Millions of people use Google Maps daily, leaving behind a goldmine of data just waiting to be analyzed. In this guide, I'll show you how to build a reliable scraper using Crawlee and Python to extract locations, ratings, and reviews from Google Maps, all while handling its dynamic content challenges.
Note: One of our community members wrote this blog as a contribution to the Crawlee Blog. If you would like to contribute blogs like these to Crawlee Blog, please reach out to us on our discord channel.
What data will we extract from Google Maps?
We’ll collect information about hotels in a specific city. You can also customize your search to meet your requirements. For example, you might search for "hotels near me", "5-star hotels in Bombay", or other similar queries.

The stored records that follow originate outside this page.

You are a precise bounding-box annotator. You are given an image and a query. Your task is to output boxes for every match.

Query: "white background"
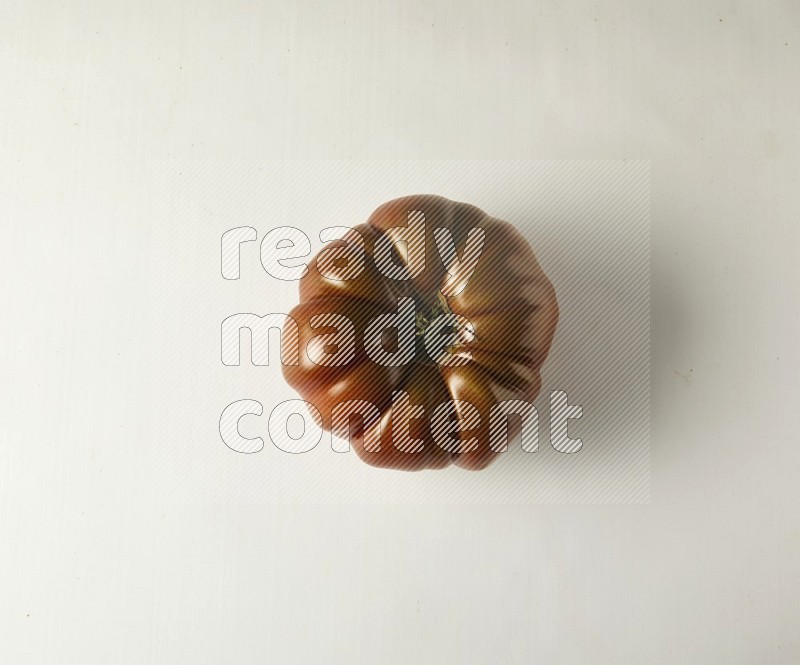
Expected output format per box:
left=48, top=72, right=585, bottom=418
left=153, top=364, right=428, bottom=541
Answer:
left=0, top=0, right=800, bottom=663
left=150, top=160, right=650, bottom=504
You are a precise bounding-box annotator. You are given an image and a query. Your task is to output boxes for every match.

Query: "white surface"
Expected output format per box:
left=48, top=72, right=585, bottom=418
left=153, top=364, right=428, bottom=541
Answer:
left=148, top=160, right=651, bottom=504
left=0, top=1, right=800, bottom=663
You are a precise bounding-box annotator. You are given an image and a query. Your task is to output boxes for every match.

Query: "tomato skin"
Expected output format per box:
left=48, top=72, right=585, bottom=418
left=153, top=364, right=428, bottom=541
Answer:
left=283, top=195, right=559, bottom=471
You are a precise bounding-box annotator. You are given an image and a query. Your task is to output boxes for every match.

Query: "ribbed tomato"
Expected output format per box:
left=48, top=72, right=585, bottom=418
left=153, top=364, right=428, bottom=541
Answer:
left=283, top=195, right=558, bottom=470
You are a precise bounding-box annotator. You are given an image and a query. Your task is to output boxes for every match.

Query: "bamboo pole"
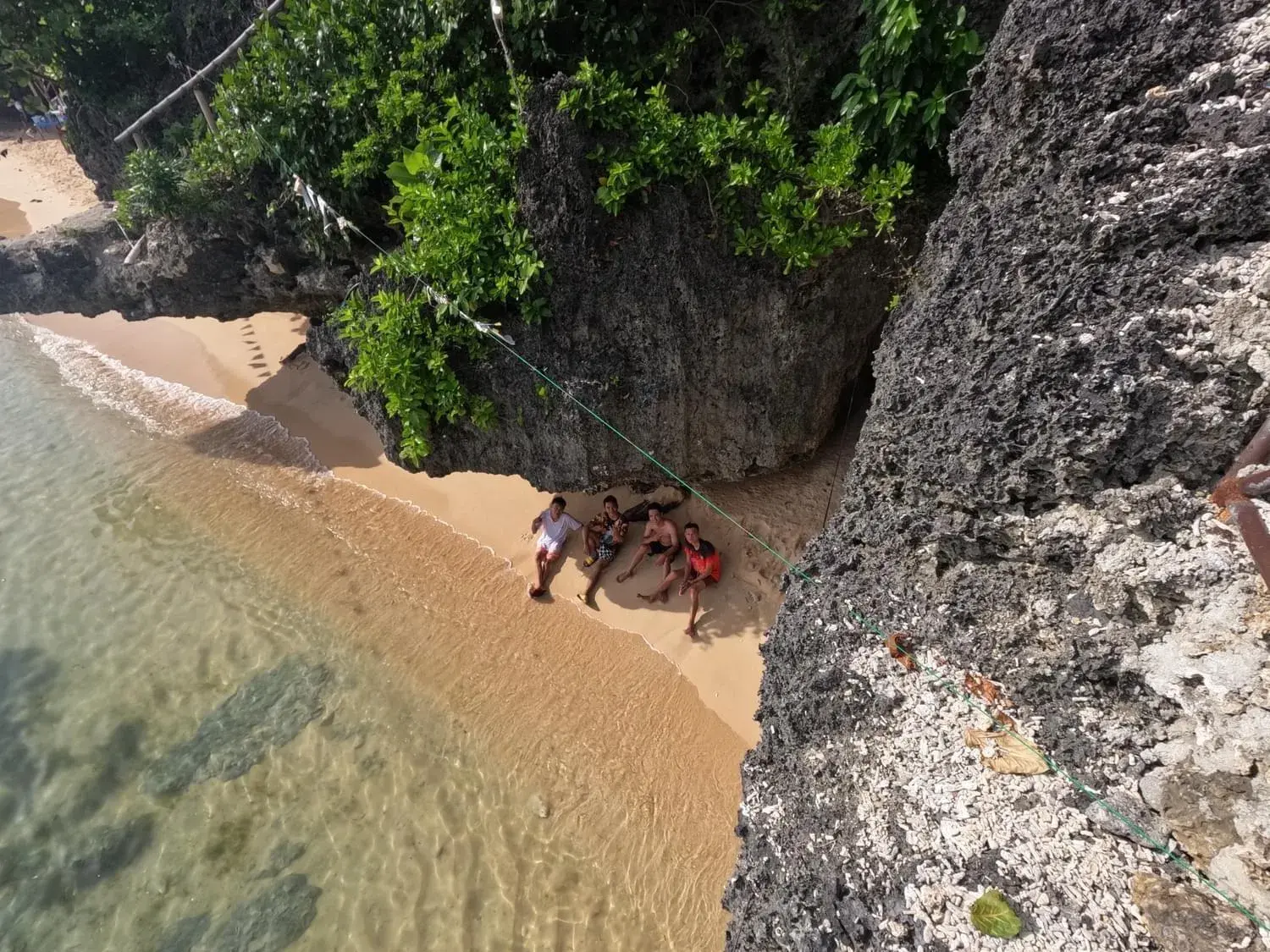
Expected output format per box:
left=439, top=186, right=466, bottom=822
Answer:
left=195, top=86, right=216, bottom=136
left=114, top=0, right=286, bottom=142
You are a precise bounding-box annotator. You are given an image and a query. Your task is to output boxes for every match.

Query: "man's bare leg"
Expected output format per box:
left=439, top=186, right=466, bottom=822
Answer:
left=530, top=551, right=543, bottom=598
left=640, top=569, right=686, bottom=602
left=538, top=553, right=561, bottom=596
left=683, top=586, right=701, bottom=639
left=578, top=560, right=612, bottom=608
left=617, top=542, right=649, bottom=581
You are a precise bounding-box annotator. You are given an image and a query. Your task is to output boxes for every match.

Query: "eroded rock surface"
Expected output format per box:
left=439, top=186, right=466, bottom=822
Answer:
left=0, top=205, right=351, bottom=319
left=309, top=78, right=930, bottom=490
left=726, top=0, right=1270, bottom=952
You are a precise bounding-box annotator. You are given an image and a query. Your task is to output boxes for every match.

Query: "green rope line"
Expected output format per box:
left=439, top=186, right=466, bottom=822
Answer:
left=483, top=333, right=1270, bottom=932
left=206, top=89, right=1270, bottom=933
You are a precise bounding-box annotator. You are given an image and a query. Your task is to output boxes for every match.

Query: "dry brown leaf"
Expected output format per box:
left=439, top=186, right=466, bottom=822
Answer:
left=965, top=728, right=1049, bottom=774
left=964, top=672, right=1001, bottom=705
left=962, top=672, right=1015, bottom=707
left=886, top=631, right=917, bottom=672
left=992, top=711, right=1019, bottom=731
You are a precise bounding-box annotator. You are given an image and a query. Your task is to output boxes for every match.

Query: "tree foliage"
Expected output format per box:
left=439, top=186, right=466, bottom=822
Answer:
left=560, top=63, right=914, bottom=272
left=833, top=0, right=983, bottom=159
left=35, top=0, right=978, bottom=462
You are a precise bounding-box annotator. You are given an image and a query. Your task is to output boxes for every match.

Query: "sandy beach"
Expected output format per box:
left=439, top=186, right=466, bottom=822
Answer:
left=0, top=132, right=863, bottom=744
left=0, top=137, right=97, bottom=239
left=0, top=123, right=864, bottom=949
left=30, top=314, right=864, bottom=744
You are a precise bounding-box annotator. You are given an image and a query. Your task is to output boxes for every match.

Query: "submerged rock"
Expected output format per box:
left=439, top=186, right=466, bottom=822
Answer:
left=0, top=647, right=58, bottom=812
left=65, top=815, right=155, bottom=893
left=155, top=913, right=213, bottom=952
left=207, top=873, right=322, bottom=952
left=142, top=658, right=329, bottom=796
left=71, top=721, right=145, bottom=820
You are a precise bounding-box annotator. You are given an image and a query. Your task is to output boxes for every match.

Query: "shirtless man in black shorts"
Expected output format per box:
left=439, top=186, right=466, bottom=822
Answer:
left=578, top=497, right=629, bottom=608
left=617, top=503, right=680, bottom=581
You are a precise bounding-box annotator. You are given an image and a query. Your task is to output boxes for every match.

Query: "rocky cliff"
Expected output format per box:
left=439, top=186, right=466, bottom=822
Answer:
left=310, top=78, right=935, bottom=490
left=0, top=205, right=355, bottom=320
left=726, top=0, right=1270, bottom=952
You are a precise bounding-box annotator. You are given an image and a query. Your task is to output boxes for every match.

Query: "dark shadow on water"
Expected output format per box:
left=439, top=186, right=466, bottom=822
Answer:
left=0, top=647, right=63, bottom=825
left=185, top=355, right=381, bottom=472
left=71, top=721, right=145, bottom=820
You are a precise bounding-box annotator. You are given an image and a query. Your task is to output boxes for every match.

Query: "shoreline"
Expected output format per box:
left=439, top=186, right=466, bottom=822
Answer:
left=19, top=317, right=747, bottom=949
left=0, top=132, right=865, bottom=746
left=25, top=312, right=845, bottom=746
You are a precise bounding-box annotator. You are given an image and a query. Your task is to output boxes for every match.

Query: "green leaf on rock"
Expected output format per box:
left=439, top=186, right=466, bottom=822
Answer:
left=970, top=890, right=1024, bottom=939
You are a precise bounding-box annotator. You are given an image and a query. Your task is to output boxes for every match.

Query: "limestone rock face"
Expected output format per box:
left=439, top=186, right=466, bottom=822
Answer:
left=0, top=205, right=352, bottom=320
left=726, top=0, right=1270, bottom=952
left=302, top=78, right=929, bottom=490
left=1133, top=873, right=1256, bottom=952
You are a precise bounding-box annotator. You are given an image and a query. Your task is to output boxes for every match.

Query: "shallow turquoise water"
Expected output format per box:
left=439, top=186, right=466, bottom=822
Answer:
left=0, top=319, right=665, bottom=952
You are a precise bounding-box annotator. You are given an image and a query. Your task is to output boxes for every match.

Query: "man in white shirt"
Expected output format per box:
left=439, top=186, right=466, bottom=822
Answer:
left=530, top=497, right=582, bottom=598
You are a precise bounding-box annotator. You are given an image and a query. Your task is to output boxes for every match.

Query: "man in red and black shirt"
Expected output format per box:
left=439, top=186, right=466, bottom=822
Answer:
left=640, top=522, right=723, bottom=639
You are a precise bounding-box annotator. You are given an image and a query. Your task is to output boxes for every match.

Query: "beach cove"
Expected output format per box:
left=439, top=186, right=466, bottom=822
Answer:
left=0, top=130, right=859, bottom=949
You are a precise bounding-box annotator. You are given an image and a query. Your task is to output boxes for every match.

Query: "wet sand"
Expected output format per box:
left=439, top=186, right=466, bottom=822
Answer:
left=30, top=314, right=851, bottom=744
left=27, top=333, right=762, bottom=949
left=0, top=144, right=863, bottom=949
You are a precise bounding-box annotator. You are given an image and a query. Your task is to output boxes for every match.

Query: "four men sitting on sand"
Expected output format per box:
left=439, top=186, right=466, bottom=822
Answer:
left=530, top=497, right=723, bottom=637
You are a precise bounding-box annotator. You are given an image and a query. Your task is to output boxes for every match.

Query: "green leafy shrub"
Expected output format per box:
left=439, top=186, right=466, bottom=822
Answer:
left=560, top=63, right=912, bottom=272
left=338, top=98, right=548, bottom=464
left=114, top=149, right=218, bottom=228
left=335, top=289, right=494, bottom=465
left=833, top=0, right=983, bottom=159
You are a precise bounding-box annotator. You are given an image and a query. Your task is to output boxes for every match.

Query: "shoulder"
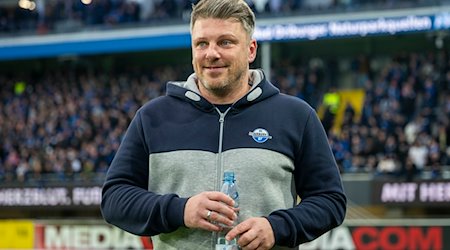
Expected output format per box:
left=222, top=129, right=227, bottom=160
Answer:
left=275, top=93, right=315, bottom=113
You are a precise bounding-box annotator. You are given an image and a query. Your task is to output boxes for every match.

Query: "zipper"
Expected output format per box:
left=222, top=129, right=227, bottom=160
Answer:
left=212, top=107, right=231, bottom=249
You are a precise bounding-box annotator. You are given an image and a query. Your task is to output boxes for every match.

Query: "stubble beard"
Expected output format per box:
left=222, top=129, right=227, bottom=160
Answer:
left=199, top=66, right=245, bottom=97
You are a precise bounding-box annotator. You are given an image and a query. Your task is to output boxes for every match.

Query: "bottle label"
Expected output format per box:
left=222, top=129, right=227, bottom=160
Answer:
left=216, top=244, right=239, bottom=250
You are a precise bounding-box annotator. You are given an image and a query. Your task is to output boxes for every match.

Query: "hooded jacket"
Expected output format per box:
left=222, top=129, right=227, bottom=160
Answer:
left=101, top=70, right=346, bottom=250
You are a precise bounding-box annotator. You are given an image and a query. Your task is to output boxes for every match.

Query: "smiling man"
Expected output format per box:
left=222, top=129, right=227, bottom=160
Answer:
left=102, top=0, right=346, bottom=250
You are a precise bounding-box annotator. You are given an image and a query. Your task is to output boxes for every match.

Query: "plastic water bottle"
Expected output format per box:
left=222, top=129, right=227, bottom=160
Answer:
left=216, top=172, right=239, bottom=250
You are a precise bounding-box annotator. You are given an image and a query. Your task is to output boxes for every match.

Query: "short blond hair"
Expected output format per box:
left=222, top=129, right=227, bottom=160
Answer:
left=191, top=0, right=255, bottom=38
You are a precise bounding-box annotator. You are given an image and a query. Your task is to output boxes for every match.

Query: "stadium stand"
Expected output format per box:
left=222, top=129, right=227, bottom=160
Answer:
left=0, top=0, right=450, bottom=225
left=0, top=0, right=445, bottom=36
left=0, top=49, right=450, bottom=181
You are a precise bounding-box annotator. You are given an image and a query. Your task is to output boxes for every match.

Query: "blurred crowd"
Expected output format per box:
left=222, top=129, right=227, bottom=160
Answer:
left=273, top=51, right=450, bottom=180
left=0, top=49, right=450, bottom=184
left=0, top=0, right=446, bottom=36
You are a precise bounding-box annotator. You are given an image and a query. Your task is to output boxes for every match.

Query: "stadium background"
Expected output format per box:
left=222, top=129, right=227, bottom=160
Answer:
left=0, top=0, right=450, bottom=249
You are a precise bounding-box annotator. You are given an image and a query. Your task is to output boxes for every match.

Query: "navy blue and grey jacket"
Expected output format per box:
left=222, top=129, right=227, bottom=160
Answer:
left=101, top=70, right=346, bottom=249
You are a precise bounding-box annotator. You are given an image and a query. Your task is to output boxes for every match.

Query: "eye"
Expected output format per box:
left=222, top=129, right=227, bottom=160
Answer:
left=220, top=40, right=233, bottom=46
left=196, top=41, right=208, bottom=48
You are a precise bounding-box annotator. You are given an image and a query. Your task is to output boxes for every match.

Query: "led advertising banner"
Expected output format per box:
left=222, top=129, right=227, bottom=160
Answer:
left=372, top=181, right=450, bottom=207
left=0, top=186, right=102, bottom=210
left=300, top=220, right=450, bottom=250
left=254, top=12, right=450, bottom=41
left=0, top=219, right=450, bottom=250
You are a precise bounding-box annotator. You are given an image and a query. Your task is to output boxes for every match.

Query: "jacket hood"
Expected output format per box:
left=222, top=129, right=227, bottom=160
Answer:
left=166, top=69, right=280, bottom=111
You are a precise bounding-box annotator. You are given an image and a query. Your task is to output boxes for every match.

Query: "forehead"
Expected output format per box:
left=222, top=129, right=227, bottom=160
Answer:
left=192, top=18, right=245, bottom=38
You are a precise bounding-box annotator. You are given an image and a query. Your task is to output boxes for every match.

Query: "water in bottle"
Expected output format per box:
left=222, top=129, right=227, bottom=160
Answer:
left=216, top=172, right=239, bottom=250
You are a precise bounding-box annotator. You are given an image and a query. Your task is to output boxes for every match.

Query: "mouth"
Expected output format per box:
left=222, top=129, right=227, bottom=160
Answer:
left=204, top=66, right=227, bottom=74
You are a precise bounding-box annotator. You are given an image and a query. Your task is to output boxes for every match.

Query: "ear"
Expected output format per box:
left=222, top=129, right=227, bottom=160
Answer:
left=248, top=38, right=258, bottom=63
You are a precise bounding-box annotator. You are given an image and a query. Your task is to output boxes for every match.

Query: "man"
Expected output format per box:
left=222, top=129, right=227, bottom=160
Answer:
left=102, top=0, right=346, bottom=250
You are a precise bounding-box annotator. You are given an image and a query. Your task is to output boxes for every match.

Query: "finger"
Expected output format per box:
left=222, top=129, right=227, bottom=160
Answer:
left=238, top=239, right=263, bottom=250
left=209, top=212, right=234, bottom=227
left=206, top=191, right=235, bottom=207
left=198, top=220, right=222, bottom=232
left=238, top=230, right=261, bottom=249
left=225, top=221, right=251, bottom=241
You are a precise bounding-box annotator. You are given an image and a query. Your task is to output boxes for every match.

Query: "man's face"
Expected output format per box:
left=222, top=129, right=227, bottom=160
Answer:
left=192, top=18, right=257, bottom=96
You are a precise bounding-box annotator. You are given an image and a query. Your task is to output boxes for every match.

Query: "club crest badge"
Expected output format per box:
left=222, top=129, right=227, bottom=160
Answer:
left=248, top=128, right=272, bottom=143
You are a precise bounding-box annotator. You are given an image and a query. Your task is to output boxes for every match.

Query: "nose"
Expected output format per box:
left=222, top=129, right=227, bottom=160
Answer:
left=205, top=45, right=220, bottom=60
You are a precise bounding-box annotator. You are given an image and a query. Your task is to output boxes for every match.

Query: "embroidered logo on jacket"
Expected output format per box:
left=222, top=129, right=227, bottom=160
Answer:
left=248, top=128, right=272, bottom=143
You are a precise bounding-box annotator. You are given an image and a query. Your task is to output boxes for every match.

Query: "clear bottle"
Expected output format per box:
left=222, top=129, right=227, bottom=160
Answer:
left=216, top=171, right=239, bottom=250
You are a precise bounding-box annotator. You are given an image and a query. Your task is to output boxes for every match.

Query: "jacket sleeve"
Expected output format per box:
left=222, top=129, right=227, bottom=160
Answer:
left=267, top=110, right=347, bottom=247
left=101, top=111, right=187, bottom=236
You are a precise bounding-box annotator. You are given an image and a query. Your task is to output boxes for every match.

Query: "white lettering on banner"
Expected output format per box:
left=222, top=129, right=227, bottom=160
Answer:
left=300, top=226, right=355, bottom=250
left=44, top=225, right=144, bottom=249
left=254, top=14, right=432, bottom=41
left=72, top=187, right=102, bottom=206
left=420, top=183, right=450, bottom=202
left=0, top=187, right=71, bottom=206
left=381, top=183, right=417, bottom=202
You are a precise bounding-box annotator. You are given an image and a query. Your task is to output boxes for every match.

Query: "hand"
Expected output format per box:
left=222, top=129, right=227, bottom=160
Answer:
left=184, top=191, right=237, bottom=232
left=226, top=217, right=275, bottom=250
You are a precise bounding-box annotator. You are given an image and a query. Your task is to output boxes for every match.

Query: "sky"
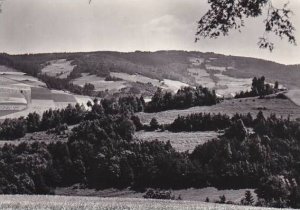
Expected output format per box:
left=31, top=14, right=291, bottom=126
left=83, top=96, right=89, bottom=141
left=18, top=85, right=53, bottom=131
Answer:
left=0, top=0, right=300, bottom=64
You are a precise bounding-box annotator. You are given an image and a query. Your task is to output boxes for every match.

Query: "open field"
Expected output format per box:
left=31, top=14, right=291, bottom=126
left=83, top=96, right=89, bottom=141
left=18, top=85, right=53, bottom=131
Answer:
left=285, top=89, right=300, bottom=106
left=55, top=186, right=257, bottom=203
left=0, top=130, right=71, bottom=147
left=135, top=131, right=218, bottom=152
left=0, top=195, right=284, bottom=210
left=72, top=73, right=126, bottom=91
left=137, top=98, right=300, bottom=123
left=110, top=72, right=160, bottom=87
left=42, top=59, right=75, bottom=79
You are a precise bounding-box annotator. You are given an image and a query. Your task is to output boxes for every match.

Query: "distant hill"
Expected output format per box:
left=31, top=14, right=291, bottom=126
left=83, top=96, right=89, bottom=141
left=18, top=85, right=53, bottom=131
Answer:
left=0, top=51, right=300, bottom=94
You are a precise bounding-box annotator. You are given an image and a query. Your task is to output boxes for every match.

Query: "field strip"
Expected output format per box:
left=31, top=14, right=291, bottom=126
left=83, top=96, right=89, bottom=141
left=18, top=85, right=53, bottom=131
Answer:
left=285, top=89, right=300, bottom=106
left=0, top=195, right=290, bottom=210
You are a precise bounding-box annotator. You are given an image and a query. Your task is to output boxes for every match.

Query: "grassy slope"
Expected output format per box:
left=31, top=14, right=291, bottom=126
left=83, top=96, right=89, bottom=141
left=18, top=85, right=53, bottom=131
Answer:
left=0, top=195, right=288, bottom=210
left=137, top=98, right=300, bottom=123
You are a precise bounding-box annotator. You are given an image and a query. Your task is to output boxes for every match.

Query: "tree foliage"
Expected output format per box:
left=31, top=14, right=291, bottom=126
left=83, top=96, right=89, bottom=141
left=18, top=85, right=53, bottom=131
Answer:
left=196, top=0, right=296, bottom=51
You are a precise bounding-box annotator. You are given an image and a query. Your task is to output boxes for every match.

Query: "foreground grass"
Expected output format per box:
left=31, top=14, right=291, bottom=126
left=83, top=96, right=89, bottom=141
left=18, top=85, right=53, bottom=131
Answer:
left=0, top=195, right=292, bottom=210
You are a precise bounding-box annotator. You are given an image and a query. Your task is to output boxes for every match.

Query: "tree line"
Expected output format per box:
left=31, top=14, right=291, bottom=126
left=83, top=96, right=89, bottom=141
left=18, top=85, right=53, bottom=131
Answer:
left=145, top=85, right=219, bottom=112
left=0, top=103, right=300, bottom=207
left=0, top=96, right=144, bottom=140
left=235, top=76, right=280, bottom=98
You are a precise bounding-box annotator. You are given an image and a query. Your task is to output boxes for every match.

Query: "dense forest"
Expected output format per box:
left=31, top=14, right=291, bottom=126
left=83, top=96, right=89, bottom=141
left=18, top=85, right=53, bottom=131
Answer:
left=0, top=97, right=300, bottom=208
left=235, top=76, right=282, bottom=98
left=0, top=53, right=300, bottom=208
left=145, top=85, right=220, bottom=112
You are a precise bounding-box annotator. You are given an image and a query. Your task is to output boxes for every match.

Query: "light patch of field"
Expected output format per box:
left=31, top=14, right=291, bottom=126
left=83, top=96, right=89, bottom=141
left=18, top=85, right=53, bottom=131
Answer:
left=188, top=68, right=215, bottom=89
left=110, top=72, right=189, bottom=92
left=137, top=98, right=300, bottom=124
left=72, top=74, right=126, bottom=91
left=135, top=131, right=218, bottom=152
left=0, top=96, right=27, bottom=105
left=190, top=58, right=204, bottom=66
left=0, top=99, right=56, bottom=119
left=161, top=79, right=189, bottom=92
left=205, top=64, right=226, bottom=72
left=74, top=95, right=93, bottom=110
left=285, top=89, right=300, bottom=106
left=42, top=59, right=75, bottom=79
left=0, top=195, right=282, bottom=210
left=55, top=186, right=257, bottom=204
left=0, top=74, right=46, bottom=87
left=0, top=65, right=18, bottom=74
left=214, top=74, right=252, bottom=96
left=110, top=72, right=160, bottom=87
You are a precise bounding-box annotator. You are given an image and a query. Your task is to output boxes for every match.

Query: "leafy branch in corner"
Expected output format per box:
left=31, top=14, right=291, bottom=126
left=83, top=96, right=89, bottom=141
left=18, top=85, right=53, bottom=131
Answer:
left=195, top=0, right=296, bottom=51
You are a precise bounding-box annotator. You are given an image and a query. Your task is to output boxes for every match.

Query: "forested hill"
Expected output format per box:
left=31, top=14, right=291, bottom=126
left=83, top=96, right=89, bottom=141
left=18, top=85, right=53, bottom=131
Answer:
left=0, top=51, right=300, bottom=87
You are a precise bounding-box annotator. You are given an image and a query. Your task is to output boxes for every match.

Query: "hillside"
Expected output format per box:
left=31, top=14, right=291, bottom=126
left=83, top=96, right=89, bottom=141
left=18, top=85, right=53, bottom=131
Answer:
left=0, top=195, right=288, bottom=210
left=0, top=51, right=300, bottom=91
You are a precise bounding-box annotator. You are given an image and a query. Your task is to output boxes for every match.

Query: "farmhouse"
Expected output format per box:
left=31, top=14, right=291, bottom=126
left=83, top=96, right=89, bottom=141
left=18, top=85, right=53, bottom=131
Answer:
left=0, top=85, right=31, bottom=111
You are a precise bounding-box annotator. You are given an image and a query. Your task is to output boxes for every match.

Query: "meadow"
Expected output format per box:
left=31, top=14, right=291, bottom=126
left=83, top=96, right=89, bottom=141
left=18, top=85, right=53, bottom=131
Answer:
left=41, top=59, right=75, bottom=79
left=135, top=131, right=218, bottom=152
left=0, top=195, right=288, bottom=210
left=137, top=98, right=300, bottom=124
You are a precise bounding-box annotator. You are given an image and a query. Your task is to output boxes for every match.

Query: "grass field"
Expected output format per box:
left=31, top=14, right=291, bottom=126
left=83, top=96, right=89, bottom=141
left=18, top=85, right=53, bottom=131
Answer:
left=0, top=195, right=286, bottom=210
left=285, top=89, right=300, bottom=106
left=135, top=131, right=218, bottom=152
left=137, top=98, right=300, bottom=123
left=72, top=73, right=126, bottom=91
left=42, top=59, right=75, bottom=79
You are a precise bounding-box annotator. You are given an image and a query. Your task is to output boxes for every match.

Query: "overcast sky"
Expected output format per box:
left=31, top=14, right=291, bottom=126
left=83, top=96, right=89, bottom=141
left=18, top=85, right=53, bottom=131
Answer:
left=0, top=0, right=300, bottom=64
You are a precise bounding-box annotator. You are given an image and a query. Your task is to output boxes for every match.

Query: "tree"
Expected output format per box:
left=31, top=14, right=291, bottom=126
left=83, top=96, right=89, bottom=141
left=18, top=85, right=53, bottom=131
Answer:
left=150, top=117, right=159, bottom=130
left=241, top=190, right=254, bottom=206
left=196, top=0, right=296, bottom=51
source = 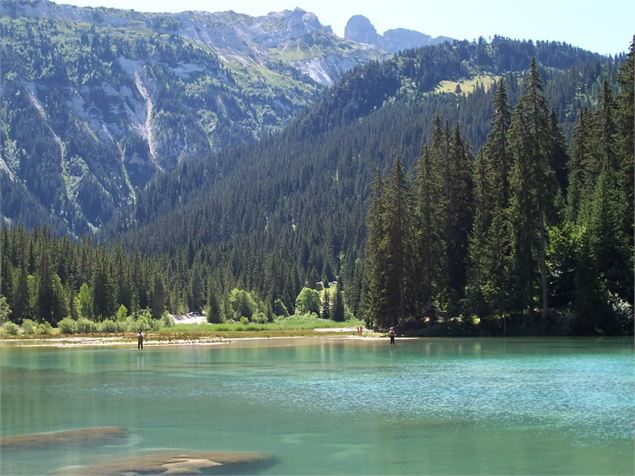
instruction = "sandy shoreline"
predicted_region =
[0,329,392,348]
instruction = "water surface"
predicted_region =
[0,339,635,474]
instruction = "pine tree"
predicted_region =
[13,262,31,322]
[362,174,387,327]
[37,243,57,324]
[333,276,346,322]
[469,80,511,314]
[446,126,472,314]
[322,288,331,319]
[414,141,447,320]
[382,159,414,327]
[90,255,115,320]
[207,276,223,324]
[566,110,591,223]
[509,59,557,316]
[150,273,166,319]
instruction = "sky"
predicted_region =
[55,0,635,54]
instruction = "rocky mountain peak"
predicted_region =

We’ll extract important data, including the hotel name, rating, review count, price, a link to the hotel page on Google Maps, and all available amenities. Here’s an example of what the extracted data will look like:
{
"name": "Vividus Hotels, Bangalore",
"rating": "4.3",
"reviews": "633",
"price": "₹3,667",
"amenities": [
"Pool available",
"Free breakfast available",
"Free Wi-Fi available",
"Free parking available"
],
"link": "https://www.google.com/maps/place/Vividus+Hotels+,+Bangalore/..."
}
Building a Google Maps scraper
Let's build a Google Maps scraper step-by-step.
Note: Crawlee requires Python 3.9 or later.
1. Setting up your environment
First, let's set up everything you’ll need to run the scraper. Open your terminal and run these commands:
# Create and activate a virtual environment
python -m venv google-maps-scraper
# Windows:
.\google-maps-scraper\Scripts\activate
# Mac/Linux:
source google-maps-scraper/bin/activate
# We plan to use Playwright with Crawlee, so we need to install both:
pip install crawlee "crawlee[playwright]"
playwright install
If you're new to Crawlee, check out its easy-to-follow documentation. It’s available for both Node.js and Python.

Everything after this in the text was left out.